My friend Rich from Seattle and I ran an errand during our stay at his Vilas County cabin last summer. It was a beautiful morning up north. Sunlight speared down between the tall pines, turning the road ahead into a length of gold ribbon. Steam rose from the ground and moved low, as though the forest floor around us was breathing.
"You gotta hear this new band from Seattle," he said, and slid a CD into the dashboard slot. It was the Head and the Heart. The songs were drugs. They took all the visuals around us and amplified them. How could it be?
The self-released, self-titled disc, some of which was conceived in public piano spaces in Seattle libraries, is a sonic dream come alive. The first cut, "Cats and Dogs," starts out with a shy guitar pulse. That morning in the car with Rich, the song seemed to be calling for the yellow road stripes to disappear beneath us.
What's mesmerizing to some, especially on record, can be sedative to others. And so I wondered how this stuff will translate to a live show when the esoteric indie rock band performs at the Majestic Theatre Oct. 7.
"When we recorded the record, we had only been together a month," says drummer Tyler Williams. He explains that some of the songs' restraint was the result of the members getting to know each other and the music at the same time.
"We put much more energy into the songs in the live show," says Williams, who was so moved by hearing a Head and the Heart demo track that he moved from his Virginia home to the Northwest to join the band. "The drumming is more powerful, less restrained, more fluid."

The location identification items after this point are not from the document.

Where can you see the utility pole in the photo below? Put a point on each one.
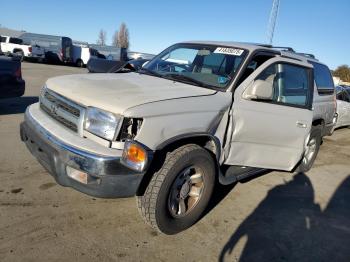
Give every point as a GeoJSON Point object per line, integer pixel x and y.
{"type": "Point", "coordinates": [272, 20]}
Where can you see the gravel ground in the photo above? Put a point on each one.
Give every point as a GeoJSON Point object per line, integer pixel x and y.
{"type": "Point", "coordinates": [275, 217]}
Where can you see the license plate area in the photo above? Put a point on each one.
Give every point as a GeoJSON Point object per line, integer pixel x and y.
{"type": "Point", "coordinates": [78, 175]}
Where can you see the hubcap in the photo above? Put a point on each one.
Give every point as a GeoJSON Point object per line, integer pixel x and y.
{"type": "Point", "coordinates": [310, 151]}
{"type": "Point", "coordinates": [186, 191]}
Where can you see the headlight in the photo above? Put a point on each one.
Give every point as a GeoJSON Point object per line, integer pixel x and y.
{"type": "Point", "coordinates": [101, 123]}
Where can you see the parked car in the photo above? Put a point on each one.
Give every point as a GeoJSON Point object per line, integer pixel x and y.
{"type": "Point", "coordinates": [15, 46]}
{"type": "Point", "coordinates": [11, 82]}
{"type": "Point", "coordinates": [58, 49]}
{"type": "Point", "coordinates": [82, 54]}
{"type": "Point", "coordinates": [138, 55]}
{"type": "Point", "coordinates": [343, 107]}
{"type": "Point", "coordinates": [199, 112]}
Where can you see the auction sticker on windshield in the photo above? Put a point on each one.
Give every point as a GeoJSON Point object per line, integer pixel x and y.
{"type": "Point", "coordinates": [229, 51]}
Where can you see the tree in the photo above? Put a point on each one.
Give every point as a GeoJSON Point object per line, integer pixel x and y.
{"type": "Point", "coordinates": [102, 35]}
{"type": "Point", "coordinates": [115, 39]}
{"type": "Point", "coordinates": [343, 72]}
{"type": "Point", "coordinates": [122, 37]}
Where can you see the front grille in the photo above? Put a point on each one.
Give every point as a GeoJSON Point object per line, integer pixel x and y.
{"type": "Point", "coordinates": [62, 110]}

There's a powerful lyrical refrain in the song "Heaven Go Easy on Me" that repeats the line, "We're well on our way." It's a spot of clairvoyance. In a year the Head and the Heart have gone from self-releasing to signing with Sub Pop and, last spring, touring in support of the Decemberists. In Madison they'll be staying overnight at Williams' aunt and uncle's house. "Gotta save money wherever you can."
He says nothing will be held back in performance, though. "Everybody gives their all. We like to show how lucky we are to be doing this for a living."